Estrella, después de haber contribuido con su cuerpo a satisfacer los deseos sexuales del Centurión, consiguió una breve visita a Juan que, preso y torturado,  arrojado sobre un colchón de pajas, en un sótano oscuro que despedía un fuerte olor nauseabundo, ensangrentado y lacerado, casi inconsciente, levantó lentamente la cabeza al ver que la pesada puerta de rejas se abría y la figura de Estrella se dibujó entre penumbras.

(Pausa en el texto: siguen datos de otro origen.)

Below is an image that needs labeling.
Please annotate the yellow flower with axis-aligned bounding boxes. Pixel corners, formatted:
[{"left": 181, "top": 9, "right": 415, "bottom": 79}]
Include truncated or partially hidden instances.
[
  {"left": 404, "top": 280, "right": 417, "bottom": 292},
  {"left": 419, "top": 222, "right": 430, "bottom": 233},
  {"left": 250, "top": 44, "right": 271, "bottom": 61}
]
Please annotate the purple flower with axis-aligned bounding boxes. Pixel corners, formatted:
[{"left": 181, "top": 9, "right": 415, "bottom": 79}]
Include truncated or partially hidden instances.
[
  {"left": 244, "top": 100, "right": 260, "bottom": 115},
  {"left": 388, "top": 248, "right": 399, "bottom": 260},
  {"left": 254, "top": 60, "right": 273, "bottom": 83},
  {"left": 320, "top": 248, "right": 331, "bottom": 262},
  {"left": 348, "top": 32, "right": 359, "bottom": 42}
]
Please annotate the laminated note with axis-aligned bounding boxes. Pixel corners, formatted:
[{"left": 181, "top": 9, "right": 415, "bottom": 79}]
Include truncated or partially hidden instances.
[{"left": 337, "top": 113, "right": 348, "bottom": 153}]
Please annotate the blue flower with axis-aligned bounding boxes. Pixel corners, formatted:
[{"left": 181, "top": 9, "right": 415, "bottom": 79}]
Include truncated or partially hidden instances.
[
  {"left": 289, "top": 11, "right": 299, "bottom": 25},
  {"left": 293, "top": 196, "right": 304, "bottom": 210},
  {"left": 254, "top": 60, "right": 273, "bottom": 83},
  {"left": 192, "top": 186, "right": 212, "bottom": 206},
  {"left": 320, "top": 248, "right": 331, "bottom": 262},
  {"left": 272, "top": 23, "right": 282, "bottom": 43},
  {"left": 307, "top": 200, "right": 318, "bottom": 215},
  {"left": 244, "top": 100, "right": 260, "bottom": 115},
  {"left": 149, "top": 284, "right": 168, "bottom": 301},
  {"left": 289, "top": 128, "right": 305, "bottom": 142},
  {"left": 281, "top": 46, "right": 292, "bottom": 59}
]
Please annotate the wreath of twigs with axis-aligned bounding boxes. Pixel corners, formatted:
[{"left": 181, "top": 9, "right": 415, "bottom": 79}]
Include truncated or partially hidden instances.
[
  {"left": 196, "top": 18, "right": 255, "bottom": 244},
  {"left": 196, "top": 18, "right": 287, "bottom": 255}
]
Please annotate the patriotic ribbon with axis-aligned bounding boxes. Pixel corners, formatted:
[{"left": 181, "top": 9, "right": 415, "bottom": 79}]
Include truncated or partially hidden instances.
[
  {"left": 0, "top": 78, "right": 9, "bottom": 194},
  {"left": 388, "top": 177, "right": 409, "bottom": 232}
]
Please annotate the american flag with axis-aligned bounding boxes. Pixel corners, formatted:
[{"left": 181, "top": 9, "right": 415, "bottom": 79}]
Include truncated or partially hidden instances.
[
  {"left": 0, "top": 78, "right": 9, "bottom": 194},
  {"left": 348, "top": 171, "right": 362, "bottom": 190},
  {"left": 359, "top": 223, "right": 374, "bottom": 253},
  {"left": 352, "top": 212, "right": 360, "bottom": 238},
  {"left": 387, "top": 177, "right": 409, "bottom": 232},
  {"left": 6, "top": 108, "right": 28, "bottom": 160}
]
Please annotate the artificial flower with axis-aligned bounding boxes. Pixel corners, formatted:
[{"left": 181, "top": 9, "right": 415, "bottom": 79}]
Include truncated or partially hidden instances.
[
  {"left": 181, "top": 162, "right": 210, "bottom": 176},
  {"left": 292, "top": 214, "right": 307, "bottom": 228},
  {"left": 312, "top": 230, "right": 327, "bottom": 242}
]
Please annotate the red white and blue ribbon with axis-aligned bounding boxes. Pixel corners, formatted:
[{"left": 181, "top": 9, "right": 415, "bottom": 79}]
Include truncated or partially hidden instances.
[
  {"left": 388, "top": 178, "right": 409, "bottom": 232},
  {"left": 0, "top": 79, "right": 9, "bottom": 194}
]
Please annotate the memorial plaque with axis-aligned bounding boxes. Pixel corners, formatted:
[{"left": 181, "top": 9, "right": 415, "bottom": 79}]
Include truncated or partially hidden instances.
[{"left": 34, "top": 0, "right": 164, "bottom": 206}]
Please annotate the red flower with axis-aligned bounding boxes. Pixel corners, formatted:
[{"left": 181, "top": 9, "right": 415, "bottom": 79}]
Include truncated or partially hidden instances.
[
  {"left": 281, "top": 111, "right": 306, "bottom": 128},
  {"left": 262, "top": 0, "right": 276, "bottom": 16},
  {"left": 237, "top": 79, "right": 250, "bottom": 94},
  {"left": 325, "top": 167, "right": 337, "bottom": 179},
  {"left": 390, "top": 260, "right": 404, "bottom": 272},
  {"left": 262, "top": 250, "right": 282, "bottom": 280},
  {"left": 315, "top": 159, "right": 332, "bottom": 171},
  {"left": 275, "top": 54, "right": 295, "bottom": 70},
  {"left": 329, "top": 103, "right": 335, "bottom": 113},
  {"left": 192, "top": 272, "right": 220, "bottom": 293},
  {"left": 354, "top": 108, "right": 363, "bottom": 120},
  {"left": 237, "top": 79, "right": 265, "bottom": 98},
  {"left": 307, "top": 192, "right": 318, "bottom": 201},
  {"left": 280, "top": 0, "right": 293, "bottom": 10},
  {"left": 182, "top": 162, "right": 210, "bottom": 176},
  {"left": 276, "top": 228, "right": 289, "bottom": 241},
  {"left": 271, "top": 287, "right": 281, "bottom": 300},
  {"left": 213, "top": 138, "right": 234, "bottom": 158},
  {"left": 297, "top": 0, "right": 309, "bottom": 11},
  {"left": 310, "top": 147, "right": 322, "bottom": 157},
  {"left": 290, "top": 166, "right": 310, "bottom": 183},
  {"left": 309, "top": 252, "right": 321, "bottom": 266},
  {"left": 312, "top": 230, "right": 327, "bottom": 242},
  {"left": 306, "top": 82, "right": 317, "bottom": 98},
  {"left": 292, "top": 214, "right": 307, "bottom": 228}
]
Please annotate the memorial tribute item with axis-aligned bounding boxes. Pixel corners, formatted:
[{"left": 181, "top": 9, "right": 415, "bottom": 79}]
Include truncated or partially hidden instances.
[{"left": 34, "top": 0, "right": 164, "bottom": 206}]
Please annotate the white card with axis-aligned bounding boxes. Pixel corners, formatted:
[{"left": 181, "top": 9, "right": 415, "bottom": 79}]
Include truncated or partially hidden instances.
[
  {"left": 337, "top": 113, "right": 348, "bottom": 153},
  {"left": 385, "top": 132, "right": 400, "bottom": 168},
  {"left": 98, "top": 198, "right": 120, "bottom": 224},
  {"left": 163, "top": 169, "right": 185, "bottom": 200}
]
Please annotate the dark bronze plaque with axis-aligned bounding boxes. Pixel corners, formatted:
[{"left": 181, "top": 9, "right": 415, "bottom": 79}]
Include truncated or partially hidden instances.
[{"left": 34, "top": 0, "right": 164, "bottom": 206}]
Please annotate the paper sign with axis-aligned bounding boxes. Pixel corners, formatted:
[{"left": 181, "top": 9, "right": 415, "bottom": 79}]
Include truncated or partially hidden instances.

El Peregrino no advirtió que era ella, entreabrió sus ojos, una turbidez desdibujaba las figuras en su entorno, trató de incorporarse pero su fortaleza física disminuida casi inválido, volvió a caer. Estrella corrió y se echó sobre su cuerpo.

Llorando imploró:

-¡Oh Peregrino no mueras, os lo suplico! ¡Fuerte y digno de vivir!

Él escuchó la voz de Estrella como un eco que provenía desde muy lejos, sonrió y volvió a inclinar su cabeza contra la húmeda y maloliente paja, rendido tal vez, no tuvo deseos de pronunciar palabras. Estrella besó sus cabellos ensangrentados entonces el Peregrino musitó:

-He dicho mi verdad. Por ello estoy pagando un precio muy alto. Acaso el hombre ¿debe vivir mintiendo? ¿No puede manifestarse con plenitud? ¿Debe permanecer esclavo de los antojos de los demás?...¡Oh Estrella! Gracias por vuestras bondades. Jamás olvidaré este gesto de amor que habéis tenido hacia mi persona.

-Os amo, Peregrino.

-Yo también os amo. Pero, debéis iros, soy un cadáver a partir del momento en que el sacerdote ordenó mi detención ¿Qué podéis haceros con un cadáver que solo es nada?

-Os amo, aun si estáis muerto, más te amo.

-Dulce Estrella –su voz se iba apagando lentamente – es gratificante morir escuchándote, no os detengáis amor…

Pero, el Peregrino no iba a morir, solo un fuerte desmayo que lo mantuvo inconsciente por espacio de unos minutos.

Estrella trató de auxiliarlo, pero el centurión la tomó con fuerza y la echó hacia fuera de las rejas que separaban el habitáculo donde el Peregrino se encontraba y un oscuro pasillo que conducía a la salida.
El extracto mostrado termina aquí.